Dito de outra forma, e recorrendo às noções estruturais e tradicionalmente aceites do processo civil (adaptadas ao processo judicial de inventário), não basta ao cabeça de casal identificar a sua pretensão (que será correspondente à partilha dos bens e direitos que relaciona), mas deve igualmente invocar e demonstrar a causa de pedir (melhor dizendo, a causa de partilhar) quanto a cada um dos bens e direitos que relaciona.
Assim, se quando um interessado acusa a falta de relacionação de um bem ou direito na relação apresentada, é ao mesmo que cabe o ónus da alegação e prova dessa falta de relacionação, já quando um interessado acusa a indevida relacionação de um bem ou direito, torna-se necessário, antes de mais, verificar se o cabeça de casal cumpriu o ónus que decorre do nº 4 do art.º 1098º do Código Civil.
O que significa, reconduzindo tais considerações ao caso concreto dos autos, que não há que tratar da mesma forma a questão relativa à indevida relacionação das verbas 12 e 13, e a questão relativa à falta de relacionação do recheio do imóvel identificado na verba 17.
É que, naquele primeiro caso (a invocação da indevida relacionação), trata-se de duas verbas da relação de bens relativamente às quais a cabeça de casal omitiu a indicação de quaisquer elementos que permitissem concluir que se trata de “bens móveis (mobiliário e electrodomésticos) adquiridos pelo inventariado e existentes” em outros tantos dois imóveis que não integram a herança.
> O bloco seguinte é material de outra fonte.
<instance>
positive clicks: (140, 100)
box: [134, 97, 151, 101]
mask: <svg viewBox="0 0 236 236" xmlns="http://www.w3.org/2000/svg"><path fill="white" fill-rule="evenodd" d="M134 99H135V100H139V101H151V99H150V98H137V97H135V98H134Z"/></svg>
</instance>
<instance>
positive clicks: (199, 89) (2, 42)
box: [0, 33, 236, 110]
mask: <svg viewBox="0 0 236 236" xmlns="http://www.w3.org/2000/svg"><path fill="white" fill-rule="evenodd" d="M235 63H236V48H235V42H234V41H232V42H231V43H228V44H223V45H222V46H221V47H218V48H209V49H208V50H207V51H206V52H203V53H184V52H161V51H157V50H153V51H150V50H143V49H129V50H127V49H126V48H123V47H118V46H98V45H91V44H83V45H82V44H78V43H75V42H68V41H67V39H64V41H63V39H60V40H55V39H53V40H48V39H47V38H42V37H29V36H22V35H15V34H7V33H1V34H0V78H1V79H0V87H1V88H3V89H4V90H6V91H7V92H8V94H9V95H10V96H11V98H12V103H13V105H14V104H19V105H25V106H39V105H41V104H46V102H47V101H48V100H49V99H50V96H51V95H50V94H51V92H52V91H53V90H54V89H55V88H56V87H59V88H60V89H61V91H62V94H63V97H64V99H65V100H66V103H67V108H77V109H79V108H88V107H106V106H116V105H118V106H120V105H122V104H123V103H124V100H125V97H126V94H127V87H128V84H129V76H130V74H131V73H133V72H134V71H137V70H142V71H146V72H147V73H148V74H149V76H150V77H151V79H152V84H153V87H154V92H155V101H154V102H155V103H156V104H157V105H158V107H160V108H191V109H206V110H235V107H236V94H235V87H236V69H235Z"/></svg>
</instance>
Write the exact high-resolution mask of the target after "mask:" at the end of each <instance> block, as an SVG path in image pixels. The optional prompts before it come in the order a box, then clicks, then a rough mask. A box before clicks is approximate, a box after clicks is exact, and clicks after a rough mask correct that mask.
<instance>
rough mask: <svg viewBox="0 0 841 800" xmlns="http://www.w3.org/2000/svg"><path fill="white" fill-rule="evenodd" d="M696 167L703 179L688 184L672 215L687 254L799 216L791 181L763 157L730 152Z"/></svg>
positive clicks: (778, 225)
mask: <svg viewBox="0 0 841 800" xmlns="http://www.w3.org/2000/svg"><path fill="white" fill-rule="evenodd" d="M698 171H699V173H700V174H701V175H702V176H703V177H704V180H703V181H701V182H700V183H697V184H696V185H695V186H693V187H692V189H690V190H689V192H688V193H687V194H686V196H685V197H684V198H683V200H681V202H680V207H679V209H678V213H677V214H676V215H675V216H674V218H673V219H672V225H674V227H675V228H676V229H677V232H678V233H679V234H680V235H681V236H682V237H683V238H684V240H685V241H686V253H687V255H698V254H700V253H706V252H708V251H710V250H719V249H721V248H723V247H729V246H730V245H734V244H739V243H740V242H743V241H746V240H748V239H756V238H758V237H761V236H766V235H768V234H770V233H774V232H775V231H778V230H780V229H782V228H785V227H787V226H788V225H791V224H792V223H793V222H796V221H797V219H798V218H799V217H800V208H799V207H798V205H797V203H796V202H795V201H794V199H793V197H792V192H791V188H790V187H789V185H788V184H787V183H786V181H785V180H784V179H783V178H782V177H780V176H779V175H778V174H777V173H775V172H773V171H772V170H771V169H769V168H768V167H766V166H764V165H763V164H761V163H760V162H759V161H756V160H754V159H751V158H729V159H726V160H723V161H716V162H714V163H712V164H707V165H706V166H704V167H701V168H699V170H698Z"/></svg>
Tendo as interessadas BB. e CC. invocado a indevida relacionação de tais bens móveis, porque os dois imóveis a que respeitam correspondem à habitação de cada uma delas e porque o recheio que se encontra em cada uma delas foi adquirido pelas mesmas, e tendo o outro interessado (EE.) invocado ser do seu conhecimento pessoal que todo o recheio de cada um dos imóveis em questão foi adquirido pelo inventariado e aí colocado, vem então a cabeça de casal invocar, tão só, que “não podem as Requerentes apresentar prova, porque não a detêm, já que esse recheio adquiridos pelo inventariado AA. (…), conforme se virá a provar”. Sucede que, face ao acima exposto, era à cabeça de casal que competia indicar os elementos que permitem a afirmação de que o recheio de cada um dos imóveis que constitui a habitação de cada uma das interessadas BB. e CC. deve integrar a herança. O que é manifesto que não fez, porque a singela afirmação de que “virá a provar” que o mesmo recheio foi adquirido pelo inventariado, em resposta à reclamação apresentada por tais interessadas não corresponde à indicação dos necessários elementos de identificação e apuramento da situação jurídica dos bens que compõem tal recheio.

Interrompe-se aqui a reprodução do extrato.